En 2008, Michel Janicot del Castillo publie un récit biographique inattendu, consacré à Franco. Il rédige cependant le portrait d’un homme physiquement courageux, un militaire « chimiquement pur », en aucun cas fasciste, mais un conservateur autoritaire, assez banal, en lui accordant au passage le décollage économique de l’Espagne.
Ce jongleur des mots qui réinvente l’Histoire, juge on ne peut plus sévèrement Donna Leon : « Ces romans pour jeunes filles de la Haute Gauche, avec leurs méchants banquiers, leurs patrons cupides, leurs politiciens vendus n’en sont pas moins, je le redis, construits avec force, ils fourmillent de détails bien vus, de personnages vraisemblables, ils sont remplis de descriptions suggestives. Avec nostalgie, on explore tous les quartiers de Venise, on entre dans des tratorie simples et familiales, on visite les îles, par tous les temps, sous différentes lumières.
Comtesse de Ségur de la gauche caviar, Donna Leon possède un incontestable savoir-faire. Pour être une romancière authentique, il lui manque seulement le sens de la complexité. »

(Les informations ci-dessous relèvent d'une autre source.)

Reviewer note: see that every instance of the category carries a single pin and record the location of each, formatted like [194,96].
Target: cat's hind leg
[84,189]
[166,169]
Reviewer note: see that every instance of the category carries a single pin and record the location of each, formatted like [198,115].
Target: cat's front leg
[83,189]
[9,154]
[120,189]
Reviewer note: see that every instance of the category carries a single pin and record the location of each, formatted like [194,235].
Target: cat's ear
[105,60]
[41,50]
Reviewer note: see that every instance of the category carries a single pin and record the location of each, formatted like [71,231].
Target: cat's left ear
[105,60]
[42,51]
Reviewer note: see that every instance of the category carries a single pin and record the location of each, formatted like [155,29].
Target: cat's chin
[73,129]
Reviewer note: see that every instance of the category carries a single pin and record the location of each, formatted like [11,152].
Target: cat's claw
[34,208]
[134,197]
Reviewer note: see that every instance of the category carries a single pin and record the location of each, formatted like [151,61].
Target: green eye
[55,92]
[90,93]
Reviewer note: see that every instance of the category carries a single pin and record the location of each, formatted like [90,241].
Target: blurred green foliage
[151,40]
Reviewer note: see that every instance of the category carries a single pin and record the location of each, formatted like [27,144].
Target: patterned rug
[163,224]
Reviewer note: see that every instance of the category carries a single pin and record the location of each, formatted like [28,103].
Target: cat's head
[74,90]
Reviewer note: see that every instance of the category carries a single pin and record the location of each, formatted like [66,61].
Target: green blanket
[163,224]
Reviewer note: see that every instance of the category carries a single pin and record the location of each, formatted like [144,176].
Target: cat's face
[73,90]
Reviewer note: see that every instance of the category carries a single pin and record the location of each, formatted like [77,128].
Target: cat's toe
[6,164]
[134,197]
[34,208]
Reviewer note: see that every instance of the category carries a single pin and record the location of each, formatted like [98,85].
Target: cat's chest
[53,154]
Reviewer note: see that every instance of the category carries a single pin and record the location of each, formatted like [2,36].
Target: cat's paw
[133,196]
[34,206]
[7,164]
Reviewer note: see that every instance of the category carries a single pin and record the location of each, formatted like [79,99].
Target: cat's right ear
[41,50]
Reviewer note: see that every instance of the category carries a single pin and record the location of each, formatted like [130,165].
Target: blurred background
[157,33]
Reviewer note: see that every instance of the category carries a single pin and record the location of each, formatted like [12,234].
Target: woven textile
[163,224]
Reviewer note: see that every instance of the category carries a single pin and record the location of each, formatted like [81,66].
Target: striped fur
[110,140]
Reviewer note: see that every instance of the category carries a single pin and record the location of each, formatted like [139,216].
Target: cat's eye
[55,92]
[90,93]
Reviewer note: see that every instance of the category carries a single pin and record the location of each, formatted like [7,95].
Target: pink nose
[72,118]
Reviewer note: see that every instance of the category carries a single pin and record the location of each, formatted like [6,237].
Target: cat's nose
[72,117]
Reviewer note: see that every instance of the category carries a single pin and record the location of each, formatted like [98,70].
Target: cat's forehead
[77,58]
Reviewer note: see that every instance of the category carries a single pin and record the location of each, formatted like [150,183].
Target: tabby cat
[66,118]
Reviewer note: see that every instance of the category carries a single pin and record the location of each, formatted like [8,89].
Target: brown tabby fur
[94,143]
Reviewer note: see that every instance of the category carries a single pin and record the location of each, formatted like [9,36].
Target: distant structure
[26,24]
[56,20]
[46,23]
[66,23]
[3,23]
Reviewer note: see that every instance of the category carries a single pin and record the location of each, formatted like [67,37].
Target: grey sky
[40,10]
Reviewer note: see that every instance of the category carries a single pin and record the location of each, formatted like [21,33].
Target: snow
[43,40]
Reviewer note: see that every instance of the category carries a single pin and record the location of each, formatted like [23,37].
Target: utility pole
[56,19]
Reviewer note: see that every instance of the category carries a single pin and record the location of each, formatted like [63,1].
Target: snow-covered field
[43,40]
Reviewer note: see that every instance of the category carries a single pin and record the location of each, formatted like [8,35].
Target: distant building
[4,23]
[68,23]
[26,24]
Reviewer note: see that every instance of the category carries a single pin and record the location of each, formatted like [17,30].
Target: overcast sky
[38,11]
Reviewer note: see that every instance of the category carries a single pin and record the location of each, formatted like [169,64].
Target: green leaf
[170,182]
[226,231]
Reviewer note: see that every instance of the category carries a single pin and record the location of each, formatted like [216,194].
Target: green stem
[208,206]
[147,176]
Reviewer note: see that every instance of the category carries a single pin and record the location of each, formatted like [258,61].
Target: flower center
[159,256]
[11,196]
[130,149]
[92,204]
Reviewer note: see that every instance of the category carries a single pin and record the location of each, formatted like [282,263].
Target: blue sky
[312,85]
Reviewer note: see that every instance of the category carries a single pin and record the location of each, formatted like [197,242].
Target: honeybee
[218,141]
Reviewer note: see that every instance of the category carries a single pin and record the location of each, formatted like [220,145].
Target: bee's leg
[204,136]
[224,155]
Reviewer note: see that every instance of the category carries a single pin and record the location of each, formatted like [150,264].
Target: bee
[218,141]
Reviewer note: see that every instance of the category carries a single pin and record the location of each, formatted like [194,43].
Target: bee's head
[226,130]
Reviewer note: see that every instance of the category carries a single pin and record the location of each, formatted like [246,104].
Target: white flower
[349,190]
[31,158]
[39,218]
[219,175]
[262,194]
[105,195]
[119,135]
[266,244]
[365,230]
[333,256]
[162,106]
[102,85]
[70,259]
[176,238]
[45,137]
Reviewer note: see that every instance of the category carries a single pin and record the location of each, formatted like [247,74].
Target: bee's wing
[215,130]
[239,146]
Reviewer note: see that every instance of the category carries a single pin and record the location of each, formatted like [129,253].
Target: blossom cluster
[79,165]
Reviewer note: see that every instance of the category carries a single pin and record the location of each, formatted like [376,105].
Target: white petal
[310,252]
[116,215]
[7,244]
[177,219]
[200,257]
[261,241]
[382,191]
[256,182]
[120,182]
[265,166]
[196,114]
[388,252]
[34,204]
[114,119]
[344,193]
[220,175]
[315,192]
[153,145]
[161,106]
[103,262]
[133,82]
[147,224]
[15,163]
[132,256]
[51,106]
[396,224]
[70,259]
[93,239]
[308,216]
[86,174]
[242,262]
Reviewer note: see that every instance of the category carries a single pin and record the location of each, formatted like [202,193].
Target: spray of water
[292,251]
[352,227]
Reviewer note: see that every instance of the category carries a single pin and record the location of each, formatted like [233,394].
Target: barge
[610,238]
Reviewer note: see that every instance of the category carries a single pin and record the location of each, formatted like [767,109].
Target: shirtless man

Pour conclure, d’après le révisionniste Michel Janicot del Costillo, Donna Leon est un pur produit de la médiocrité culturelle mondialiste américaine : « Pourquoi parler de Donna Leon, auteur honorable, artisan habile et consciencieux ? Elle symbolise la dégénérescence de la littérature, sa lente glissade, son américanisation. Elle fait des produits mécaniques, reproductibles, à la fois différents et identiques, tels que les ateliers d’écriture enseignent à les faire. »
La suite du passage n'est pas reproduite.